As the treatment was taking place, another PLM crew member posted signs along the shoreline.
This notice spotlights today’s activity. To get some context on the notice, please scroll below it.
Steve Hanson puts the restrictions into context, as they could be misleading. “There are actually no irrigation restrictions (except for grass seedlings) at concentrations of 10 ppb (parts per billion) or less. We are targeting 6 ppb. The grass seedling restriction goes away at 5 ppb. People will see the 30-day restriction and be concerned understandably.” He adds, “at the target concentrations there are no irrigation restrictions for established lawns or ornamentals.” Regarding the effect on fish, Steve Hanson notes “There are no restrictions regarding fishing or fish consumption associated with the use of Fluridone. Fluridone, or any herbicide permitted in Michigan, does not bio-accumulate in the fatty tissue or muscles of fish or other aquatic organisms.”
Today’s treatment was delayed until today because of this spring’s cool weather. PLM’s Steve Hanson says favorable conditions are in place today. “The lake now has a strong thermocline.” A thermocline develops when the top 10 to 20 feet of water is warmer than that which is below it. That keeps the treatment product in a spot where it can do the most good in ridding the lake of hybrid Eurasian water milfoil.
Two products listed on the original notice mailed to property owners and posted on this website are Fluridone and Triclopyr. Fluridone is expected to take out the HEWM, and the Triclopyr is on the notice in case some HEWM persists at the end of the summer. The manufacturer of the products, SePRO, will cover the cost of the Triclopyr to treat any spots if required. Copper is also on the notice of no-restriction products, and will be used if any Starry Stonewort is found. Some lakes have been overrun by Starry Stonewort. If it shows up, the best solution is to treat it quickly.

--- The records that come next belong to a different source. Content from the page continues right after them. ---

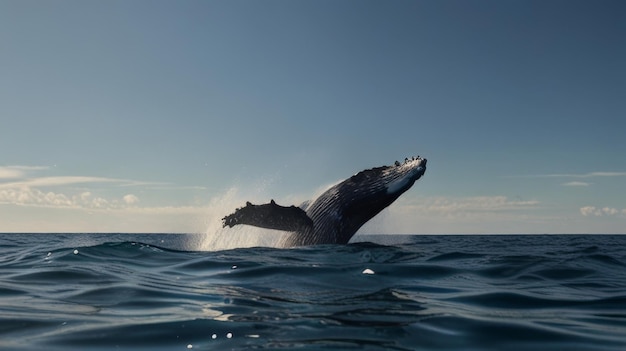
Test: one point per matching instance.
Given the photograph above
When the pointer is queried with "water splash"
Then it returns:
(218, 238)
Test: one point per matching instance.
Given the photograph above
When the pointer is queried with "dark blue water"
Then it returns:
(150, 292)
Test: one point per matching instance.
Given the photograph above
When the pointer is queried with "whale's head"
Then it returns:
(368, 192)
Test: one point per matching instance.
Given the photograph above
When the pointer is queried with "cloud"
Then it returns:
(130, 199)
(59, 181)
(598, 212)
(576, 183)
(474, 204)
(580, 175)
(14, 172)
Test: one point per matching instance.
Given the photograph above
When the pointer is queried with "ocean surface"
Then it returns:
(154, 292)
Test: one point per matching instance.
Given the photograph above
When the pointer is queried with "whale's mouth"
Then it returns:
(403, 175)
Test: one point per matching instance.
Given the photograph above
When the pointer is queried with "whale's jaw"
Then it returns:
(404, 175)
(336, 215)
(362, 196)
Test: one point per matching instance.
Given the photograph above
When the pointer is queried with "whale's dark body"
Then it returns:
(336, 215)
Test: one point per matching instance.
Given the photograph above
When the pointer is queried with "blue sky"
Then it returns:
(163, 116)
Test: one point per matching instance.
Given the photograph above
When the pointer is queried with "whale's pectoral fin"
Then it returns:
(270, 216)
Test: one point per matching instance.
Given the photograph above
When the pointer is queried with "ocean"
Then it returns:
(384, 292)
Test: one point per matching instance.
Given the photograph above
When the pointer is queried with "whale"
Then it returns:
(338, 213)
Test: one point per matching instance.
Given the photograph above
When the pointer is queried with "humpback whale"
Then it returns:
(336, 215)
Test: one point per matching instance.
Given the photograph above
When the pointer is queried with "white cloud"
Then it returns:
(581, 175)
(587, 210)
(595, 211)
(130, 199)
(14, 172)
(576, 184)
(474, 204)
(58, 181)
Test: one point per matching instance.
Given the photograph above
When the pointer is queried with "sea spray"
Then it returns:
(218, 238)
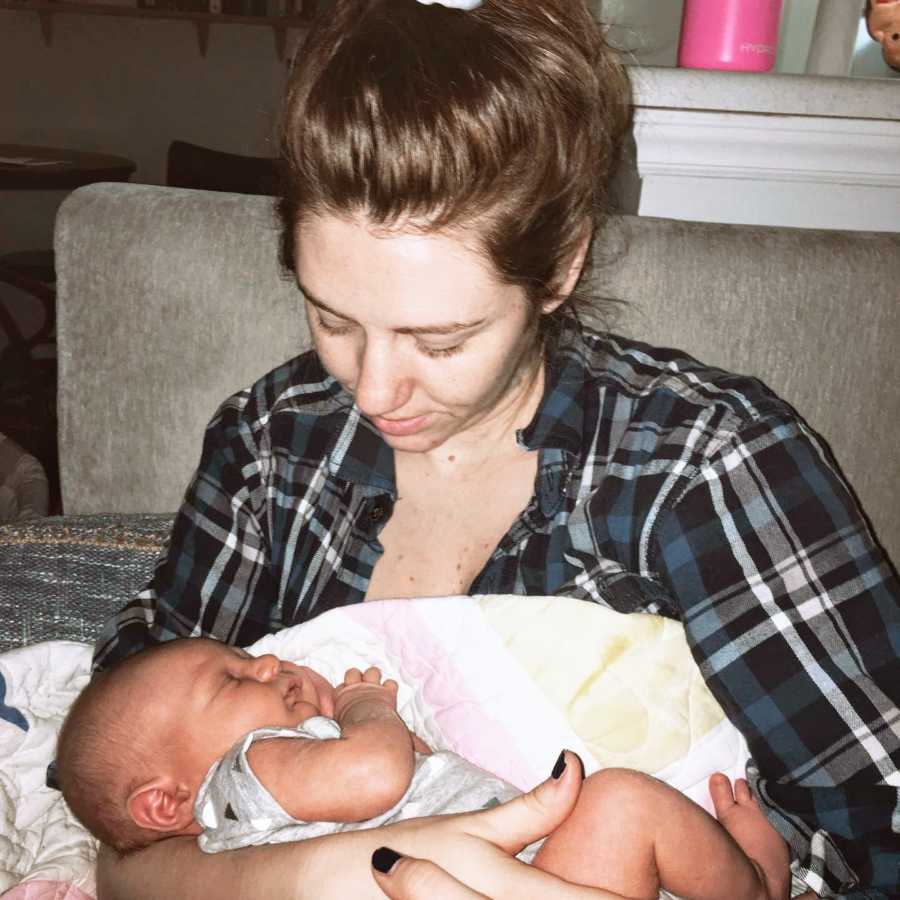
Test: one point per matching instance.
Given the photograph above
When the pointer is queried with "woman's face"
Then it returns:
(417, 327)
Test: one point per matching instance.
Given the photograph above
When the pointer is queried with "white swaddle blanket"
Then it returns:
(504, 681)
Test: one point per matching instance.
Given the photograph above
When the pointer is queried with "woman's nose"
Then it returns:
(382, 385)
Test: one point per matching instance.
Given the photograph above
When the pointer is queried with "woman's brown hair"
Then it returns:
(508, 118)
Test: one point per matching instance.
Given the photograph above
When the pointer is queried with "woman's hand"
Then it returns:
(474, 849)
(510, 827)
(406, 878)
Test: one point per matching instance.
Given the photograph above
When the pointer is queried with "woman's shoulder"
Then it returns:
(299, 387)
(665, 383)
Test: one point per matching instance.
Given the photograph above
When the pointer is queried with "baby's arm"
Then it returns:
(355, 777)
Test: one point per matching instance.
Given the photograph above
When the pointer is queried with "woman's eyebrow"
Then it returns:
(441, 329)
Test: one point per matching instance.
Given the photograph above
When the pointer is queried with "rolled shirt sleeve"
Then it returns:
(791, 611)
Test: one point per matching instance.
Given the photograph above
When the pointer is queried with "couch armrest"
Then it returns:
(61, 578)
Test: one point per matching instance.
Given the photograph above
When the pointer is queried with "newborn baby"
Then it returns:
(196, 737)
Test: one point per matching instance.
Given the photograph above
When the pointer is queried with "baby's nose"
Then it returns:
(267, 667)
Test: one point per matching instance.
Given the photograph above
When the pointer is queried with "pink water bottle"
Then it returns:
(729, 34)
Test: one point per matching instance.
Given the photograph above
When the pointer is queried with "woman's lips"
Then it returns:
(400, 427)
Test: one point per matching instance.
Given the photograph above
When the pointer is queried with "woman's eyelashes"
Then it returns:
(338, 329)
(437, 352)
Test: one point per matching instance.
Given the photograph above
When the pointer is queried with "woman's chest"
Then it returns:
(443, 531)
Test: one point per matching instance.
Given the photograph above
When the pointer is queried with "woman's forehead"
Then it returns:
(345, 264)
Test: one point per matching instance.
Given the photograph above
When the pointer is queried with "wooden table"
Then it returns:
(61, 169)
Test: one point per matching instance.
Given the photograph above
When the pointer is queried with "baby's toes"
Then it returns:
(721, 794)
(742, 794)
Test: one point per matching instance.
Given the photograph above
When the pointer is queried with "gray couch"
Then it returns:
(170, 299)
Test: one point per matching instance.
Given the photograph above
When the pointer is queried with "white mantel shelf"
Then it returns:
(767, 94)
(803, 151)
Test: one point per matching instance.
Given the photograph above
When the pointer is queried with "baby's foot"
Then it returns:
(740, 815)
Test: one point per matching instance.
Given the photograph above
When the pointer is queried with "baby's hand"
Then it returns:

When invasive weeds showed up in Clark Lake, the community took up the fight. Lakefront property owners petitioned Columbia Township to established a special assessment district (SAD) so that the hybrid Eurasian water milfoil (HEWM) could be eliminated wherever found in the lake. Other lakes found that leaving HEWM infestations unchecked clogged their waters-–reducing boating, destroying wildlife habitat and diminishing property values.